Estas dos medidas no requerirán nuevos ingresos fiscales ni afectarán al presupuesto ya existente de la ciudad —complicaciones que se esgrimen invariablemente en épocas normales cuando se presentan propuestas para combatir el « falta de vivienda ». En cambio, destinarían los fondos de la Ley CARES que ya están llegando a la ciudad a programas que ofrecen la mejor relación calidad-precio.
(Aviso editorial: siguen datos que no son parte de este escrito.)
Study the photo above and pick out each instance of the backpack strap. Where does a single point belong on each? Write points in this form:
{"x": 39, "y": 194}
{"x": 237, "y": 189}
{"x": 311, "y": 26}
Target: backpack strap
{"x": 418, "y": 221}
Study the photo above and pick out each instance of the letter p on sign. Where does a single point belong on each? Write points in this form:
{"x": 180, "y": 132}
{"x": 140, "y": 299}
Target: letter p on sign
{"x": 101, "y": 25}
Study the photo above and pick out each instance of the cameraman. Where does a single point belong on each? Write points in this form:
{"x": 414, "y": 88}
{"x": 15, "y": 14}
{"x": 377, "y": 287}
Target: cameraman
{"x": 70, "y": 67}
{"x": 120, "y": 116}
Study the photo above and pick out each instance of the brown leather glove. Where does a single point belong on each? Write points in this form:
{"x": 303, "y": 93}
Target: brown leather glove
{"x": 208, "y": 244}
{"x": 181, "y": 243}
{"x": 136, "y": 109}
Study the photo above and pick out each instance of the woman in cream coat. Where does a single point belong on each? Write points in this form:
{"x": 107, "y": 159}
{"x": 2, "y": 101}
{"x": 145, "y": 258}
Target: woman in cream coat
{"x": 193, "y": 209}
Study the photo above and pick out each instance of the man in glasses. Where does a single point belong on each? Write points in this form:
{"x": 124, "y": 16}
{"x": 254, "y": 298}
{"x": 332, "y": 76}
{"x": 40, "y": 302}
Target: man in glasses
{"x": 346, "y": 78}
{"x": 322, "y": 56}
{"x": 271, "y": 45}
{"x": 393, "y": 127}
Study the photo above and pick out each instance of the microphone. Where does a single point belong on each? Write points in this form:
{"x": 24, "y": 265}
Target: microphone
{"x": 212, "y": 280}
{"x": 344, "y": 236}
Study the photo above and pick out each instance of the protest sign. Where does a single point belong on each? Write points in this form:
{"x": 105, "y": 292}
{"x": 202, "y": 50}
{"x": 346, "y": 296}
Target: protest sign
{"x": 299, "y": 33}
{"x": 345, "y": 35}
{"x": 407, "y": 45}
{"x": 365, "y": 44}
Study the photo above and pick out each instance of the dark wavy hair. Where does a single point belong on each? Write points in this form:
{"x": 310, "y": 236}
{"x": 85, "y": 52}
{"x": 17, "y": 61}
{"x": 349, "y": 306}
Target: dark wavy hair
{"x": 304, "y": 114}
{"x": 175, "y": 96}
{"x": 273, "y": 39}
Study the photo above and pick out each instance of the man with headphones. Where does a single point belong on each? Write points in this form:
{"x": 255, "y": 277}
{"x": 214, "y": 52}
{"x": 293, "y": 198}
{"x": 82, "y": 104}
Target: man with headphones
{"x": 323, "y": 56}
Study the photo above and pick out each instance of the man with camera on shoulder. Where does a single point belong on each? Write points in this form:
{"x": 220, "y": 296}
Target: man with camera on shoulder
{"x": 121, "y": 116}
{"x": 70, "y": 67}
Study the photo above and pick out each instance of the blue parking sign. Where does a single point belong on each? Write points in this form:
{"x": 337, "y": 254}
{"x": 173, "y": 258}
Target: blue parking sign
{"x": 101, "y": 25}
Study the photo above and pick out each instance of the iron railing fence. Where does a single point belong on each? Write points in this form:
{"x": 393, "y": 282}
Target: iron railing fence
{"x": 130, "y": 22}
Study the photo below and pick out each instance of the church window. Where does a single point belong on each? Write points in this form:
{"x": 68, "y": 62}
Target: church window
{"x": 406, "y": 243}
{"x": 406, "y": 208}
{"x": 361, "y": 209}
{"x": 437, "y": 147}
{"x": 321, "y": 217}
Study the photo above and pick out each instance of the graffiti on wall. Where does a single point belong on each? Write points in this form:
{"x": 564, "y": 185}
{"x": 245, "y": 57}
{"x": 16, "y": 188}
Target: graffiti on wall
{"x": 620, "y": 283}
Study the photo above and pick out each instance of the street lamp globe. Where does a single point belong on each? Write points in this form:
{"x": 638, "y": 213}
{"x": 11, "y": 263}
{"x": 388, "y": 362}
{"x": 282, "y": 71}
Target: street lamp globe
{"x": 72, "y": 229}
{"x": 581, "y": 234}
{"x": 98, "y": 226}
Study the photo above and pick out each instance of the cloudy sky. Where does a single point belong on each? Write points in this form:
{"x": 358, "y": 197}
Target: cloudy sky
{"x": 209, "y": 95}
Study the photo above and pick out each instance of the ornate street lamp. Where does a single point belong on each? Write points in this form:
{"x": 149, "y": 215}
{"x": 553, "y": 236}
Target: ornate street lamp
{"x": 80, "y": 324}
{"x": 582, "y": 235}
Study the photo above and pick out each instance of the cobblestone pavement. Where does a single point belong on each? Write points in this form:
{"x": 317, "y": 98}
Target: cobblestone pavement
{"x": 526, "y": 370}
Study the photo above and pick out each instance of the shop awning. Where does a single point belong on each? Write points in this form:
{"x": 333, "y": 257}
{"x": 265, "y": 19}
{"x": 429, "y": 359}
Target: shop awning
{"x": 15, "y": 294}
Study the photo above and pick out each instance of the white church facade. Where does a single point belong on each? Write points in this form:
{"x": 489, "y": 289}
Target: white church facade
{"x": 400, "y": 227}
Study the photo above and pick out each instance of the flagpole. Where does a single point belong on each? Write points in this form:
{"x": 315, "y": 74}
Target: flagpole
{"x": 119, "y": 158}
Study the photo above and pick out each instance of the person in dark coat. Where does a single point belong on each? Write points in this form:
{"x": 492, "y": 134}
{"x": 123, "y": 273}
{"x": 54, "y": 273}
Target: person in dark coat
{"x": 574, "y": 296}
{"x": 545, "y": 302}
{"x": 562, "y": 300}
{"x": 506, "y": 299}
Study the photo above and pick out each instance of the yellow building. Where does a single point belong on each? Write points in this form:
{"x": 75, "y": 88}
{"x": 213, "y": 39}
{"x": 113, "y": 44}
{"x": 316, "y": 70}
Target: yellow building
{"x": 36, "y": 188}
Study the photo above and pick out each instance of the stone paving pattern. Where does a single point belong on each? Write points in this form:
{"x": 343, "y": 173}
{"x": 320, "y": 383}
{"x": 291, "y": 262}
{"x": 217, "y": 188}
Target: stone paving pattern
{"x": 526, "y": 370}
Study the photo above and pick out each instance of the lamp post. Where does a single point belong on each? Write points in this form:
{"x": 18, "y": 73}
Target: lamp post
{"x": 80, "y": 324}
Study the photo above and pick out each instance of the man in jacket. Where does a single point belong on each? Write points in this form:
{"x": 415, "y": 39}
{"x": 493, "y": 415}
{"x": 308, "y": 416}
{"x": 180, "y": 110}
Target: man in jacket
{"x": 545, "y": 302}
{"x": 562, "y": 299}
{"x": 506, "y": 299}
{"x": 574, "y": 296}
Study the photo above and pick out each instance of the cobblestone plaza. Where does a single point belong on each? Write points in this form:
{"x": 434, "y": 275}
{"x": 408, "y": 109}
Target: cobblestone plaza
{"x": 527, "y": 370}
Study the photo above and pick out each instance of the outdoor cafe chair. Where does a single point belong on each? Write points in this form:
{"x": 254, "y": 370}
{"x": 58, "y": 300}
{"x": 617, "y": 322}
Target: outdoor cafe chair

Además, permitirán que al menos una parte de los 86 000 habitantes de Chicago que se encuentran en situación de « falta de vivienda » puedan refugiarse de forma segura en el lugar donde se encuentran, no solo mientras dure la pandemia, sino posiblemente de forma permanente. Como ha demostrado de forma contundente la crisis actual, esto es fundamental para la salud y el bienestar de toda la ciudad.
El Dr. Evan Lyon, médico que presta asistencia sanitaria a personas que sufren falta de vivienda, es director de salud integrada de Heartland Alliance Health.
Brandi Calvert, máster en Salud Pública (MPH), es directora sénior de operaciones de vivienda del Centro para la Vivienda y la Salud, que ofrece vivienda permanente con servicios a personas que sufren de « falta de vivienda ».